Ironisnya, setiap kali aparat dari Polres Ketapang turun ke lokasi, para penambang beserta alat-alat beratnya sudah lebih dulu menghilang. Warga menduga kuat bahwa informasi razia telah bocor sebelum petugas tiba. “Sudah jadi rahasia umum, kalau aparat mau turun, mereka (penambang) pasti sudah tahu duluan,” ujar warga lainnya.
Data investigasi yang dihimpun di lapangan memuat daftar pemilik alat berat dan dompeng, termasuk jenis unit dan nama pengurus:
Daftar Sebagian Pemilik Tambang dan Alat Berat di Lubuk Toman, Km. 26
1. To (inisial) – 2 dompeng, unit HITACHI (pengurus: YU)

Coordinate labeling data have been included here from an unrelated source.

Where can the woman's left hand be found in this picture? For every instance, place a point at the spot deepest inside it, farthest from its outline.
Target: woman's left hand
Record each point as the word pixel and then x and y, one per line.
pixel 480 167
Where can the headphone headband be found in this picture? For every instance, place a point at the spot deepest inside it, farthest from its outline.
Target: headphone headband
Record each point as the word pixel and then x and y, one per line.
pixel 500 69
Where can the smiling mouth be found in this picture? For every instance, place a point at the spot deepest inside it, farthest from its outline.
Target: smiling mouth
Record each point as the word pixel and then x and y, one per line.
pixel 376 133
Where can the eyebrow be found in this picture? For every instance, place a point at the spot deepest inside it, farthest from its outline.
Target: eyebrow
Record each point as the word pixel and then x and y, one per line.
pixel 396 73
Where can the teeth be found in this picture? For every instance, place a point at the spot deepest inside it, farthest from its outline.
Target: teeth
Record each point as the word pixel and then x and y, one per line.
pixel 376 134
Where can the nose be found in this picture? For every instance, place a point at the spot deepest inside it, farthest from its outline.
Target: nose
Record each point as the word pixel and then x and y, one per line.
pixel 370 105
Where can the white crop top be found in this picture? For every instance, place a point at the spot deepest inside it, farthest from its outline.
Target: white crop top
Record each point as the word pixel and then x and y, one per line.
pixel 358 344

2. Ms – 2 dompeng, unit SANY H01
3. Sy– 1 dompeng, unit SUMITOMO
4. Sy (untuk Hr) – 2 dompeng, unit HITACHI
5. Hn (via Ri) – 1 puso, unit SUMITOMO
6. Hn (via Ar) – 3 dompeng, unit SUMITOMO
7. Ah (via Gdn) – 3 dompeng, unit CAT
... (dan setidaknya 12 nama lainnya dengan jumlah alat yang bervariasi)

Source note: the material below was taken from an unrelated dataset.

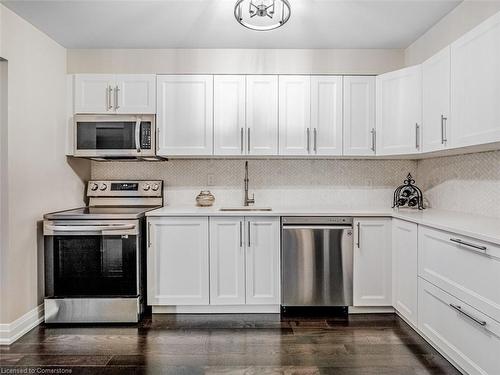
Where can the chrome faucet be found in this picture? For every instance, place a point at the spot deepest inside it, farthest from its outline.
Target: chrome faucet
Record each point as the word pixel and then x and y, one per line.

Menanggapi temuan ini, Kapolres Ketapang saat dikonfirmasi pada Sabtu (3/5/2025) menyatakan, “Sudah dicek ke lokasi, tidak ada lagi aktivitas. Hanya ada ekskavator rusak yang sudah lama ditinggalkan,” ujarnya via WhatsApp.
Pernyataan tersebut kontras dengan fakta lapangan dan dokumen yang telah dikumpulkan oleh tim investigasi. Hal ini memperkuat dugaan bahwa penegakan hukum terhadap tambang ilegal di Ketapang berjalan tidak maksimal.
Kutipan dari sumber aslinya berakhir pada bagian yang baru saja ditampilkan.